For heavy items, or items with heavy contamination, a lower 20 to 25 kHz output frequency is sometimes used since it produces a bigger, stronger cleaning bubble, though fewer per second. When cleaning submicron debris (smaller than one micron) from parts, high frequencies of 68 kHz or 170 kHz are occasionally used, especially in medical or electronic applications.
Get the Right Process and Right Help
In choosing the right ultrasonic gear cleaning process, there are other factors to consider. If filtration is needed for floating contaminants, an overflow weir can enable the skimming of contaminants that float to the surface. For suspended contaminants you’d want to filter the entire bath. More-complex parts cleaning might require multiple washes or a rinse.

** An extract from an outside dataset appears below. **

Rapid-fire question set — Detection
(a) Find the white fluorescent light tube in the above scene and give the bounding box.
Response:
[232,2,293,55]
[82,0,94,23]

While the basics of ultrasonic cleaning are simple, there’s no question that getting the right guidance can help optimize a solution and minimize trial and error guessing. When this is the case, it makes sense to talk to a sales engineer who can help you pick the right equipment and process parameters for your application. Whether looking to optimize an existing ultrasonic cleaning application or configure a new one, it’s best to seek a reliable partner with engineering expertise and a successful track record. Omegasonics, for instance, has compiled a database of successful part cleaning applications over the past few decades.
“With our database of process sheets we can quickly model successful applications in a range of industries,” Pedeflous says. The results are then optimized as necessary. For truly unique applications, the company works with clients to test parts until the best combination of cleaning process variables is found.

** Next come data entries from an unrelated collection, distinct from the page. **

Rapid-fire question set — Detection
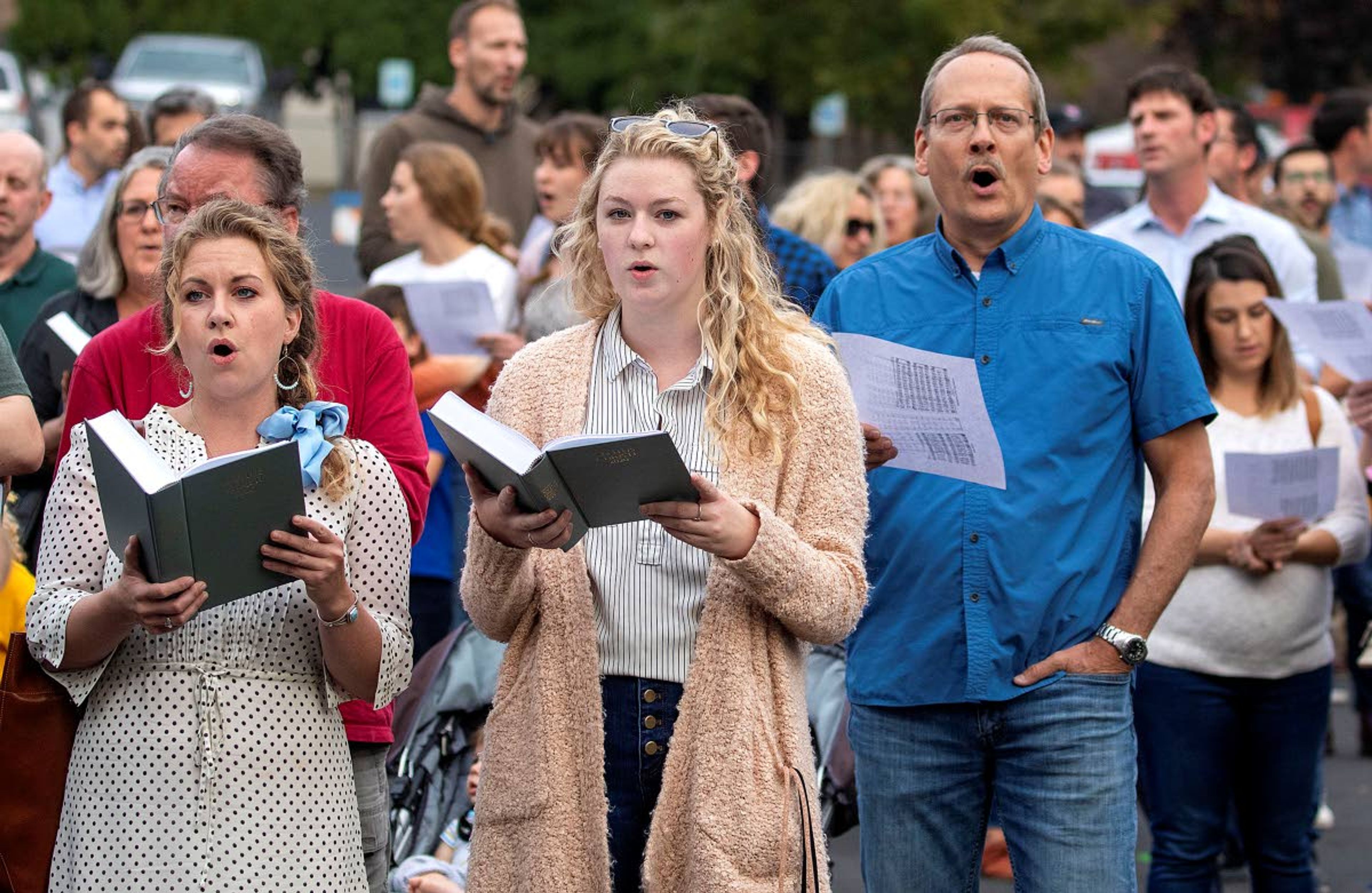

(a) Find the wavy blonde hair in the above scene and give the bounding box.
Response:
[156,199,353,499]
[556,106,831,458]
[772,170,886,261]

Gear manufacturers spend time, effort, and money making their finished products the best they can be. It is important to remember that “finished” means clean, made ready for final applications, assemblies, and/or shipment. New technologies and techniques give the gear industry cleaning choices beyond traditional solvents. Parts washing entails numerous products and choices, from pressure sprayers, to agitation tanks, to ultrasonics. The right cleaning system choice will save time and money in the long run, and help ensure timely delivery of superior products.